Eval What You Own

Recently, I’ve been setting up agents to map reduce my workflows. I’m generally pulling content from a few sources, synthesizing it, and reporting. The shape is pretty consistent. It ends up looking like a few specialist connectors and agents and one synthesizing agent running daily. This leads to one of the more sinister problems in software development: a long feedback loop. So I looked to evals to speed up iteration.

There were three places I considered investing in evals:

  1. Sub-agent level: deterministic checks on what each connector returns
  2. Synthesis level: given sub-agent output checks what the synthesizer produces
  3. End-to-end: run the whole system, and grade the final output.

In comparing the three, I found a lot of resonance with the testing pyramid. Sub-agent tests look like unit tests, synthesis are almost like integration tests, and end-to-end, well, they’re like end-to-end tests. While the pyramid analogy was useful for wrapping my head around the options, the right choice was derived from first principles.

Sub-agent evals are easy to set up. But you end up mostly mocking the wrong things and testing third-party output. End-to-end evals fight the wide disparity of outputs that emerge from non-deterministic systems. The noise from the output would be too much given my multi-level agentic system. That process of elimination led me to the synthesis level.

The synthesis layer is unique in that it’s the layer that I fully own. This means every failure point is something I can steer toward the intended output. Sub-agent failures could actually fail on the third-party output. End-to-end failures add too much noise. Synthesis failure is either in the parsing of the third-party output, the synthesis of it or the output itself. All of this is within my system boundaries.

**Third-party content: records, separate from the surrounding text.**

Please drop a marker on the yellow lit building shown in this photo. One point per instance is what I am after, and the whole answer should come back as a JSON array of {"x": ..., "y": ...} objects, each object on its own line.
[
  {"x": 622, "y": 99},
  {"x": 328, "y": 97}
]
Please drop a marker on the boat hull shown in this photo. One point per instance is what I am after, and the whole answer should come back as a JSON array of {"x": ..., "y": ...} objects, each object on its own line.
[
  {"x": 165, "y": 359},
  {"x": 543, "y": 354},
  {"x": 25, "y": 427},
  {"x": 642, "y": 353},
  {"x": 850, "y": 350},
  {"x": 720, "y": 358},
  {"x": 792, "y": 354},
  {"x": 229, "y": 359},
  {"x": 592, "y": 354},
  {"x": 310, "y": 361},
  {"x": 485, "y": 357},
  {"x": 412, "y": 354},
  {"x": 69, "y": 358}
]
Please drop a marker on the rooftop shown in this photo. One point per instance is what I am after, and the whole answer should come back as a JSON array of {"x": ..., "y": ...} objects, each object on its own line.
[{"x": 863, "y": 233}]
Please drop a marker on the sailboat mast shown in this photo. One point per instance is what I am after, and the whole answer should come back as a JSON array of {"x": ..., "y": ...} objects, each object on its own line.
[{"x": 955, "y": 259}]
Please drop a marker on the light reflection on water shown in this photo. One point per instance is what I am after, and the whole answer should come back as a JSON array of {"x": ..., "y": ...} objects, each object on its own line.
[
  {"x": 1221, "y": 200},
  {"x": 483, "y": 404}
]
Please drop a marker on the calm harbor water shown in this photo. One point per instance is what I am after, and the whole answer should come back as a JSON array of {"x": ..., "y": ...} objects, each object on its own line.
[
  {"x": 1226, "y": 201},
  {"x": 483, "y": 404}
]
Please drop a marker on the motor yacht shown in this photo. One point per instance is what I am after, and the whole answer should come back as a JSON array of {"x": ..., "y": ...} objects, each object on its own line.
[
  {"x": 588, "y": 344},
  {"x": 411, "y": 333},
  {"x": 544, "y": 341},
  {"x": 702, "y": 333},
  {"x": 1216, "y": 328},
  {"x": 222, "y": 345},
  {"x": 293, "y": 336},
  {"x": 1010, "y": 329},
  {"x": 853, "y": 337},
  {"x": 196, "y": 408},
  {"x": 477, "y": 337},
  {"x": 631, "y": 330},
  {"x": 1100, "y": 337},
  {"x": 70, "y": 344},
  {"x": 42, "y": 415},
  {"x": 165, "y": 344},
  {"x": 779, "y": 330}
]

The trick that makes this work: input canned sub-agent output into the real synthesizer as fixtures. If you have set up JSON contracts between your sub-agent and agent, you are not mocking the LLM, you’re mocking the data the LLM sees. This provides a deterministic input boundary around a non-deterministic one focusing the signal on the synthesis behavior. Now you can start providing fixtures to mock potential failure modes.

The fixture patterns present themselves as you write down failure modes. How might your sub-agents fail? How might the synthesis fail? And what category of failure mode might they hit? I found myself generating a lot of fixtures to test for groundedness across sub-agents and the synthesis agent. I found a smaller subset of failures in privacy which might pass groundedness checks but provide sub-agent data I would not want in my output. Lastly, I put together a happy path test of what the system should look like given everything is wired up well.

Given more time, people, and scope, I can imagine spending more time on tuning holistic evals. But given these evals are for my personal projects, focusing on evaling the layer I own provides a ton of value in tightening my feedback loop.